An MPS server may be in one of the following states: INITIALIZING, ACTIVE or FAULT. The INITIALIZING state indicates that the MPS server is busy initializing and the MPS control will hold the new client requests in its queue. The ACTIVE state indicates the MPS server is able to process new client requests. The FAULT state indicates that the MPS server is blocked on a fatal fault caused by a client. Any new client requests will be rejected with error CUDA_ERROR_MPS_SERVER_NOT_READY.

A newly launched MPS server will be in the INITIALIZING state first. After successful initialization, the MPS server goes into the ACTIVE state. When a client encounters a fatal fault, the MPS server will transition from ACTIVE to FAULT. On pre-Volta MPS, the MPS server shuts down after encountering a fatal fault.

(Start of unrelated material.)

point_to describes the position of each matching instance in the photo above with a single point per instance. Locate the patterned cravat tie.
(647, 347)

On Volta MPS, the MPS server becomes ACTIVE again after all faulting clients have disconnected.

The control daemon executable also supports an interactive mode where a user with sufficient permissions can issue commands, for example to see the current list of servers and clients or startup and shutdown servers manually.

Client Attach/Detach#

When CUDA is first initialized in a program, the CUDA driver attempts to connect to the MPS control daemon. If the connection attempt fails, the program continues to run as it normally would without MPS. If however, the connection attempt succeeds, the MPS control daemon proceeds to ensure that an MPS server, launched with same user ID as that of the connecting client, is active before returning to the client. The MPS client then proceeds to connect to the server.

All communication between the MPS client, the MPS control daemon, and the MPS server is done using named pipes and UNIX domain sockets. The MPS server launches a worker thread to receive commands from the client. Successful client connection will be logged by the MPS server as the client status becomes ACTIVE. Upon client process exit, the server destroys any resources not explicitly freed by the client process and terminates the worker thread. The client exit event will be logged by the MPS server.